In a note published by GlobalPost, and shared online by a website and Twitter account devoted to securing Mr. Foley’s release, Phil Balboni, the president of GlobalPost, reflected on the yearlong search for the reporter and said he “remained very hopeful” that Mr. Foley was alive and would be granted his freedom.

As I write, it is still very hard to believe that an entire year has passed since Jim went missing. It’s been an agony for his family, especially his brave parents John and Diane Foley. For GlobalPost, it’s been a severe test of our endurance and our resources. Our investigation of Jim’s kidnapping has ranged across the Middle East and Europe. In order to preserve the security of our investigation, we’ve been unable to share much detailed information with the public or even with the GlobalPost family. But please know that our search for Jim has not slowed and that there are important leads being actively pursued even at this moment.

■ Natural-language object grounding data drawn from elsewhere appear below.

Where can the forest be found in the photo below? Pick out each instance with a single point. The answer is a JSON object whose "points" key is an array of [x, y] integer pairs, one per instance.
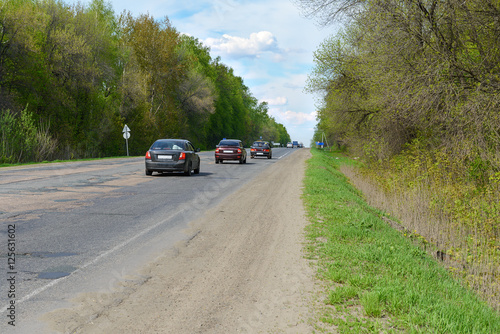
{"points": [[412, 88], [72, 75]]}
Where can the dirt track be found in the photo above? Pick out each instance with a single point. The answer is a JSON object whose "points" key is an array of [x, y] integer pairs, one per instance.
{"points": [[243, 272]]}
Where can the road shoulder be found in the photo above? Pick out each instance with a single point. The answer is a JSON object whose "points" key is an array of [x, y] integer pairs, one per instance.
{"points": [[243, 271]]}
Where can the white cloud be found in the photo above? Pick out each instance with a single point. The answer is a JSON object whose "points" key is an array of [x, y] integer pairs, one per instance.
{"points": [[254, 46]]}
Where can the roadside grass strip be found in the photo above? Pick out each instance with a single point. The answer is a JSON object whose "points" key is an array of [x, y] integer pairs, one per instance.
{"points": [[375, 279]]}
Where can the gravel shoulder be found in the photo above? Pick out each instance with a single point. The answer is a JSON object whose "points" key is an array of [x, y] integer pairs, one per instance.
{"points": [[243, 271]]}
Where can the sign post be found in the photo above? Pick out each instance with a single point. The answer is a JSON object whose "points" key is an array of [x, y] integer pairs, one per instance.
{"points": [[126, 135]]}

Before traveling to Syria, Mr. Foley covered the Libyan revolution. During that time, he was arrested by soldiers fighting for Libyan leader Mu’ammar al-Qaddafi, during a firefight that killed one of his colleagues, the South African photographer Anton Hammerl.

In May 2011, Mr. Foley recorded a video interview with The Boston Globe about his arrest and six weeks in captivity. “You don’t want to be defined as that guy who got captured in 2011,” he said. “I believe that front-line journalism is important.”

James Foley spoke with The Boston Globe in May 2011 about his arrest and six weeks being held captive in Libya.

In a second video uploaded to YouTube in June 2012 by Syrian activists in Idlib province, not far from where he would eventually be kidnapped, Mr. Foley described the “most shocking things” he saw during his time in the province, which his interviewer said was about to come to an end. Mr. Foley said he had seen a number of civilians killed during government attacks, including a student and a fruit vendor trying to “evacuate the wounded” from a town being shelled.

At least 30 journalists are now missing in Syria and believed to have been kidnapped, the Committee to Protect Journalists said this month. The group also reported that 52 journalists have been killed since the start of the Syrian conflict in March 2011, and 24 more have been kidnapped and released.

Many of the kidnappers appear to be Jihadist rebel groups, some affiliated with Al Qaeda, who are fighting to overthrow the regime of President Bashar al-Assad, whose family has ruled Syria for four decades.

David Rohde, a former New York Times correspondent kidnapped in Afghanistan along with two Afghan colleagues in 2008 and held for seven months, wrote this month that Syria is witnessing “an epidemic of journalist kidnappings” in a blog post for Reuters. He wrote:

The number is unprecedented. Syria today is the scene of the single largest wave of kidnappings in modern journalism, more than in Iraq during the 2000s or Lebanon during the 1980s. A combination of criminality, jihadism and chaos is bringing on-the-ground coverage of the war to a halt.

In one of several alarming new trends that has emerged in Syria, jihadists are abducting reporters, holding them captive and making no demands for their release. Instead of requesting prisoner exchanges or ransoms, they hold journalists indefinitely as human bargaining chips for future use.

Mr. Rohde said that four Americans were among the missing, including Mr. Foley and Austin Tice, a freelancer for McClatchy Newspapers and The Washington Post, who disappeared near Damascus in August 2012. The families of two other American journalists have asked that their names not be made public.